L’azine del poema si svolge in un campo molto vasto, il cui cento inizialmente è la Francia di Carlo Magno, ma presto si sposta in Olanda, Scozia, Spagna, Africa, Italia, Medio Oriente… La critica ha individuato nel poema una concezione dello spazio puramente terrena e orizzontale, al contrario, per ex., della Commedia dantesca. Gli interessi dell’Ariosto, quindi, sono meramente umani, senza un “centro” dell’azione vero e proprio, ma i personaggi si muovono su linee centrifughe e circolari, spinti da un desiderio che non riescono a soddisfare, girano su sé stessi invece di proseguire, si contrano gli uni contro gli altri, danno vita a un labirinto di eventi.

Verso la metà del poema la struttura aperta che caratterizza la prima parte si modifica in una struttura chiusa, tipica dei poemi epici: gli eventi cominciano ad avviarsi verso la loro felice conclusione, trionfo dei valori di una civiltà: la guerra è vinta dai Cristiani, Angelica sposa Medoro e torna in Catai, Orlando riconquista la ragione, Ruggiero si converte e sposa Bradamante e i due fondano la dinastia Estense, ecc.

Questo cambiamento di struttura si spiega perché se è vero che la realtà è mutevole e incontrollabile, se è vero che l’uomo è subordinato alla fortuna e agli istinti, il letterato, creando un’immagine del mondo, può esserne padrone. Il letterato può tutto nella finzione: ordinare la realtà, trovarne un senso, agire sull’immagine di essa. L’onnipotenza del letterato sarebbe quindi una forma di riscatto dell’impotenza umana nel governare il proprio destino.
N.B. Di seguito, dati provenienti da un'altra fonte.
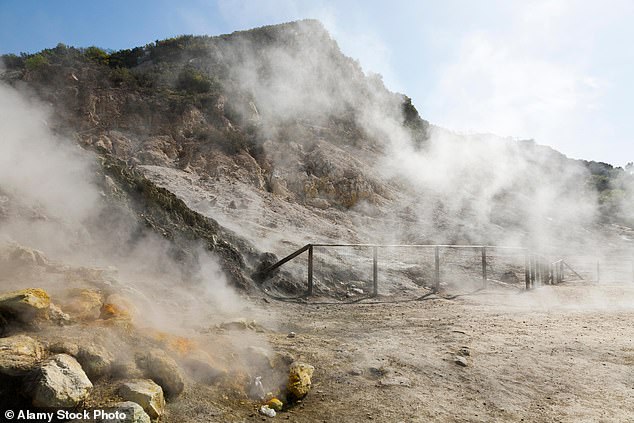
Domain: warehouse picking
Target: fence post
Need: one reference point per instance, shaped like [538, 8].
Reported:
[375, 271]
[484, 267]
[310, 270]
[437, 269]
[527, 272]
[531, 269]
[561, 271]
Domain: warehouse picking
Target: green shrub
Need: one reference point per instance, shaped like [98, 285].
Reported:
[95, 54]
[35, 62]
[194, 81]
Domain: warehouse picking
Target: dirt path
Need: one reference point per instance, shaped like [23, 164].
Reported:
[562, 354]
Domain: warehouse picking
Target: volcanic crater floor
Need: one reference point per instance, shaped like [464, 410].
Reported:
[555, 354]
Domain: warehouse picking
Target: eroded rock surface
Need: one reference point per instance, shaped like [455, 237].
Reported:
[62, 383]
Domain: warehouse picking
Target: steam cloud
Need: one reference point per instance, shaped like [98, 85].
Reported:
[50, 201]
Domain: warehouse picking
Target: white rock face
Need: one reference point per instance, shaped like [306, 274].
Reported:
[62, 383]
[146, 393]
[134, 413]
[162, 368]
[19, 354]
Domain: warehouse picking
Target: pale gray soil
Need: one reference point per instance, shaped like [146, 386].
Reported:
[560, 354]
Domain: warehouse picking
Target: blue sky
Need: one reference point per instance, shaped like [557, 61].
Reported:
[558, 71]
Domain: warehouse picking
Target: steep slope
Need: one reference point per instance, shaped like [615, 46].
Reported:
[284, 140]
Nella scelta di proseguire le vicende dell’Innamorato, Ariosto abbassa i toni epici, spoglia i suoi cavalieri della solennità che li caratterizzava nelle canzoni di gesta, porta alla luce la loro vera natura, che è quella degli uomini comuni, gli uomini del suo tempo, i veri oggetti della sua riflessione. Ariosto osserva i suoi cavalieri con lucido distacco, ne indaga la psicologia, scopre il lato comico dei loro comportamenti, conduce la narrazione in modo tale da provocare nel lettore un distacco emotivo dalla vicenda (“straniamento”) e trasmettergli il suo stesso sguardo ironico sugli eventi. La lingua del poema risponde, come abbiamo detto, al principio di imitazione dei classici fiorentini del Trecento sostenuto dal Bembo. Il linguaggio del poema è stato definito un “impasto” di ingredienti fusi che generano una forma espressiva equilibrata e armoniosa, priva di dissonanze, urti e alternanze di registri espressivi. La complessità dell’intreccio risulta così racchiusa, ordinata, controllata da una lingua caratterizzata da unitarietà, armonia, compostezza. L’ottava, strofa tradizionale dei poemi epico-cavallereschi, nel Furioso è liberata dall’andamento solenne e monotono che aveva nelle canzoni di gesta, ed è resa elastica, adatta ad esprimere i toni più vari, dal drammatico all’ironico, dal patetico allo scherzoso. I versi endecasillabi presentano variazioni di accenti ritmici (da 3 a 5), le pause ritmiche spesso coincidono con quelle sintattiche di fine ottava.